FOR A KINDER, FAIRER CITY

Napier Pilot City Trust, the PCT — it’s a name many

people in Napier have read about and heard of

for nearly 40 years. The trust has been driven by

Pat, the city’s mostly popular, indefatigable peace loving

activist and his many foot soldiers over the years, as a

vehicle for hope. The trust’s essence, it’s kaupapa, is to

inspire the delivery of kinder, fairer attitudes and policies

to those in need of them and inspire positive alternatives

to handling violent crimes.

The birth place for the trust was the Hawke’s Bay

Community College (HBCC) back in the late ‘70s. This

new college was a hub for innovative thought and inspired

change and leadership. At the time it had government

support to initiate and implement an enlightened

blueprint for a new education model based on principles

of fairness and inclusion that would encourage people

to engage with the college, who previously felt alienated

and intimidated by such places of learning, and it was

successful in this.

Under the stewardship of social anthropologist and

educator, John Harré and his keen team of educationalists

inspired by the movements of social change of the

day, this institution was anything but staid, it was revolutionary.

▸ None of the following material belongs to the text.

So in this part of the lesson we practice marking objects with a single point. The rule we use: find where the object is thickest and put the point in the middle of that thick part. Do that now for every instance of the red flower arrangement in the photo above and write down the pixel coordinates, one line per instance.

It held a forum in 1977 to address social issues

and invited leading practitioners and academics who

seized the day and the opportunities to suggest a fresh

approach. Current models of law, order and incarceration

weren’t working and a new way needed to be found.

With government support at the time for their vision,

people like Pat, with not just dreams but strident desires

to see a healthier community, were to see their visions

become reality. At the forum, the now late Dr John Robson

uttered the phrase “Napier — the one place to offer

hope”. This had a profound impact on Pat. He grasped

that phrase, seared it across his heart. He then set forth

to spread the possibility ever since, and captain the Pilot

City Project.

In 1983, under a Muldoon National Government (a socialist

in a blue suit?) ,the Department of Internal Affairs

funded a study of the Pilot City concept and in January

1986 Napier was designated by Ann Hercus, the then

Labour Minister of Police and Social Welfare, as a Pilot

City for the study and implementation of positive alternatives

to violence. Mana from heaven, things were rolling.

Researcher Bev Barron was appointed and work got

under way on Napier’s trail-blazing “social experiment.”

Opposite: Pat doing what he does best, leading from the front and bringing the people along with him. John Wise is the artist, a long

time colleague of Pat’s from way back in the earliest days of the Hawke’s Bay Community College and the seeds of the Pilot City;

Above: John Robson. Through John’s inspiration and involvement with the Napier Pilot City Trust, a collection was opened in his honour

at the former Napier Public Library by mayor Alan Dick and John Harré. The collection is now available at the new Napier Library.